O crescimento económico – e, por procuração, o bem-estar – é actualmente medido pelo produto interno bruto (PIB). Como estrutura sobre a qual os governos constroem inúmeras políticas, o PIB visa rastrear a produção de todos os bens e serviços comprados e vendidos em uma economia a cada ano.
A medida tornou-se uma ferramenta crítica usada por economistas, políticos e acadêmicos para entender a sociedade. Foi rotulada “a figura estatística mais poderosa da história humana” pelo autor e conferencista Philipp Lepenies, e nomeada “uma das grandes invenções do século 20” pelo Banco da Reserva Federal de St Louis. Hoje, porém, o propósito do PIB está sendo questionado.
PIB não é o número preciso e impecável que muitos acreditam que seja – é
meramente uma estimativa
Em resumo
A poupança torna-se uma métrica macroeconômica tão familiar, é fácil esquecer que o PIB é uma invenção relativamente moderna. O quadro de monitorização do crescimento económico foi criado para o Governo dos EUA pelo economista russo Simon Kuznets após a Grande Depressão, antes das modificações feitas pelo economista britânico John Maynard Keynes o transformarem no indicador que conhecemos hoje.
Numa revisão independente das estatísticas económicas do Reino Unido publicada em 2016, Sir Charles Bean escreveu que o PIB é frequentemente visto como uma “estatística sumária” para a saúde da economia. Isto significa que ele é frequentemente confundido com riqueza ou bem-estar, embora apenas meça a renda. “É importante ressaltar que o PIB… não reflete a desigualdade econômica ou a sustentabilidade (ambiental, financeira ou)”, escreveu Bean. Além disso, o PIB não é o número preciso e impecável que muitos acreditam que seja – é apenas uma estimativa. “Essa incerteza em torno das medidas oficiais do PIB não é reconhecida adequadamente no discurso público, com comentadores atribuindo frequentemente uma precisão espúria às estimativas”, continuou Bean.
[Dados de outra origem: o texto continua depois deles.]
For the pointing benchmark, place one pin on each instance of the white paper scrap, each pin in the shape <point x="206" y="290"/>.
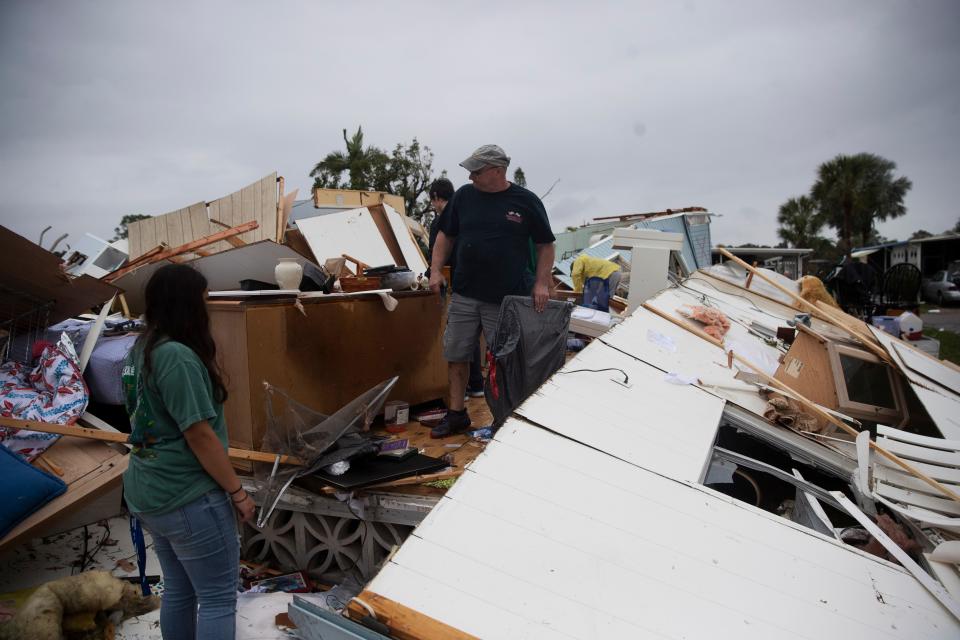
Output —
<point x="662" y="341"/>
<point x="679" y="378"/>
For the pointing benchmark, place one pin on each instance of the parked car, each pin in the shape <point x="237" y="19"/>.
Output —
<point x="943" y="287"/>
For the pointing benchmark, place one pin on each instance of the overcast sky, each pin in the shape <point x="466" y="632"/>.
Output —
<point x="110" y="108"/>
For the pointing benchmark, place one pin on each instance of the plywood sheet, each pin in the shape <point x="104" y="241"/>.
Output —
<point x="256" y="201"/>
<point x="134" y="283"/>
<point x="351" y="232"/>
<point x="29" y="269"/>
<point x="90" y="469"/>
<point x="256" y="261"/>
<point x="928" y="367"/>
<point x="806" y="369"/>
<point x="174" y="228"/>
<point x="672" y="349"/>
<point x="578" y="544"/>
<point x="411" y="250"/>
<point x="338" y="348"/>
<point x="662" y="437"/>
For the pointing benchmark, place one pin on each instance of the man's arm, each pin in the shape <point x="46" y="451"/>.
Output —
<point x="541" y="288"/>
<point x="441" y="253"/>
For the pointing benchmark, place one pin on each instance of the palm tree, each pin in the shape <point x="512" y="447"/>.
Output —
<point x="852" y="193"/>
<point x="800" y="222"/>
<point x="360" y="164"/>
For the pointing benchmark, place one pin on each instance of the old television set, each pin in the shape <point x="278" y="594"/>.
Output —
<point x="867" y="388"/>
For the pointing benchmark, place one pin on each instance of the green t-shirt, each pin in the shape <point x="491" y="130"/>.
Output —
<point x="164" y="474"/>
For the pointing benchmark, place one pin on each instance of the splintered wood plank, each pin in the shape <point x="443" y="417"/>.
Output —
<point x="404" y="622"/>
<point x="250" y="209"/>
<point x="928" y="366"/>
<point x="923" y="441"/>
<point x="147" y="230"/>
<point x="806" y="369"/>
<point x="198" y="224"/>
<point x="134" y="244"/>
<point x="570" y="537"/>
<point x="920" y="453"/>
<point x="923" y="500"/>
<point x="94" y="482"/>
<point x="891" y="476"/>
<point x="352" y="232"/>
<point x="379" y="216"/>
<point x="269" y="211"/>
<point x="408" y="246"/>
<point x="174" y="228"/>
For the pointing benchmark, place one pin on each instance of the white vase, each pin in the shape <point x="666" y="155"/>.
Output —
<point x="288" y="273"/>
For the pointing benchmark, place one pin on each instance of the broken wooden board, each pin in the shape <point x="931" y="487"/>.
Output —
<point x="90" y="469"/>
<point x="33" y="271"/>
<point x="412" y="254"/>
<point x="255" y="261"/>
<point x="353" y="232"/>
<point x="570" y="542"/>
<point x="256" y="201"/>
<point x="404" y="622"/>
<point x="174" y="228"/>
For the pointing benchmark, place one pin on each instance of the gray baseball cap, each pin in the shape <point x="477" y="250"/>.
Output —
<point x="489" y="155"/>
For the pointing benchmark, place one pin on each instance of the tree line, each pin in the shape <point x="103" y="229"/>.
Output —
<point x="851" y="194"/>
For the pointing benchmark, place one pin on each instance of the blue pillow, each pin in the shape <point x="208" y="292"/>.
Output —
<point x="26" y="489"/>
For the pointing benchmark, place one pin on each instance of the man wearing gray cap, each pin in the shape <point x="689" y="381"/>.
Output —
<point x="504" y="247"/>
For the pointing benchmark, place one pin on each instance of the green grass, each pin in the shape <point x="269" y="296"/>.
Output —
<point x="949" y="343"/>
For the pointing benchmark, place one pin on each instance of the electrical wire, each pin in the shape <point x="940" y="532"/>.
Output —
<point x="626" y="378"/>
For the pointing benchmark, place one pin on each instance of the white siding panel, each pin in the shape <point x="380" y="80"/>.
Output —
<point x="660" y="426"/>
<point x="581" y="545"/>
<point x="411" y="252"/>
<point x="351" y="232"/>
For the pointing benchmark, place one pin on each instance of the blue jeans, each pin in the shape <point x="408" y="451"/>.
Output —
<point x="199" y="552"/>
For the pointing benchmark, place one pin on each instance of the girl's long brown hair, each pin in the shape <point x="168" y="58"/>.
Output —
<point x="176" y="310"/>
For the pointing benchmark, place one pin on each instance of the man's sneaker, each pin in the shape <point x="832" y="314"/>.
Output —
<point x="453" y="422"/>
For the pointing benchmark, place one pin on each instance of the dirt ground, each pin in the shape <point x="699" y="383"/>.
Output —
<point x="942" y="318"/>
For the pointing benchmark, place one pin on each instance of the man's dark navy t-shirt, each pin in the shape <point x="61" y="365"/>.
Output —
<point x="494" y="232"/>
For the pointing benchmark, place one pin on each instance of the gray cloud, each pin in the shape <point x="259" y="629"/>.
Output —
<point x="112" y="108"/>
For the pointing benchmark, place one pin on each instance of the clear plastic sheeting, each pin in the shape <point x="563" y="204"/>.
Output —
<point x="295" y="429"/>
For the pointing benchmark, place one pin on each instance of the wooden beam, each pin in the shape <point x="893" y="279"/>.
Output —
<point x="190" y="246"/>
<point x="95" y="483"/>
<point x="404" y="623"/>
<point x="812" y="406"/>
<point x="822" y="311"/>
<point x="124" y="438"/>
<point x="233" y="241"/>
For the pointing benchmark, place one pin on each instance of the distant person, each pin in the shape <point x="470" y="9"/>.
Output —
<point x="440" y="193"/>
<point x="586" y="267"/>
<point x="504" y="246"/>
<point x="180" y="483"/>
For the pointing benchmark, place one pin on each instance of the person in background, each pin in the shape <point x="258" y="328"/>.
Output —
<point x="585" y="266"/>
<point x="440" y="193"/>
<point x="180" y="483"/>
<point x="504" y="246"/>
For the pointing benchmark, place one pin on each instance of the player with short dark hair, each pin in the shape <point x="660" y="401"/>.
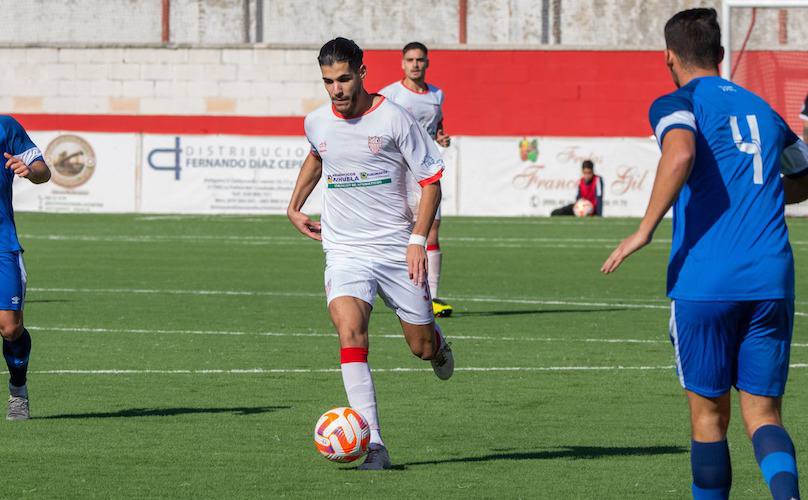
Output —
<point x="425" y="102"/>
<point x="23" y="159"/>
<point x="731" y="269"/>
<point x="590" y="188"/>
<point x="363" y="147"/>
Sarah Arnold, Economista Sênior da New Economics Foundation (NEF), disse à World Finance que o PIB como medida da atividade econômica é simplesmente um meio para atingir um fim: “Tornou-se tão sinônimo de sucesso nacional que a lógica de buscar o crescimento econômico em primeiro lugar parece ter sido há muito esquecida”.
Posto de lado as falhas destacadas por Bean e Arnold, o PIB ainda é uma medida imprecisa de prosperidade, pois não transmite muito do valor criado no mundo moderno. O PIB foi desenvolvido durante a era da manufatura e, como David Pilling, editor africano do Financial Times, escreveu em seu livro The Growth Delusion (A Ilusão do Crescimento): Riqueza, Pobreza e Bem-estar das Nações: “não é mau na contabilidade da produção de tijolos, barras de aço e bicicletas.” No entanto, onde ela luta é com a economia de serviços, um segmento que responde por uma proporção crescente das economias dos países de alta renda (veja Fig. 1). “… em cortes de cabelo, sessões de psicanálise ou downloads de música e torna-se distintamente difuso”, escreveu Pilling.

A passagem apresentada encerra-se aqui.